If-Statement in C memory address

Question

Well,l I am sorry. I think this question has already been answered somewhere else, but I could not find a solution for this. I have a variable of type int and an if-statement in C and I don't know what this statement checks.

int a;
if(a==0x6634522)
{
  //do some stuff
}

I am really sorry if this is already answered somewhere else..

Answer 1

a==0x6634522 checks whether a is equivalent to the hexadecimal 0x6634522 ( (6634522)₁₆ = (107169058)₁₀) ) or not. It is checking the value stored in a, not the address of a (&a).

Answer 2

The if statement is nothing more than a test to determine whether the uninitialized variable a has the hexadecimal integer value, 0x6634522. It is unlikely to ever be true. Your code sample is equivalent to:

int a;
if(a==107169058)
{
  //do some stuff
}

...because 0x6634522 in hexadecimal (base 16) notation is 107169058 in decimal (base 10) notation.

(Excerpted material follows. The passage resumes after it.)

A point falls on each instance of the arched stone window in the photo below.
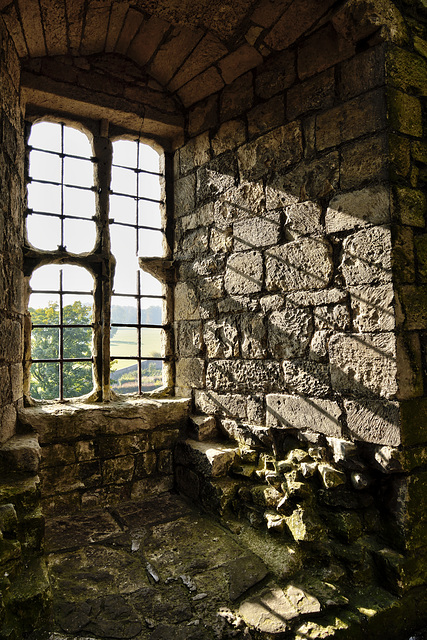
(97, 203)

It is true that memory addresses assigned to pointer variables are typically assigned using hexadecimal numbers, but that is a reflection of the historical convention adopted because memory address spaces have almost always ranged over addresses which were a power of two and hexadecimal notation provides a more compact representation. But there is no requirement in C to use decimal, hexadecimal, or even octal number literals for number or pointer values.

Answer 3

If a equals to 107169058 it does some stuff, but since a has not been initialized it will unlikely do any stuff.

Answer 4

It is just checking if a is the same as hexadecimal number 6634522. Whenever you put 0x in front of an integer constant, C interprets it as a hexadecimal number.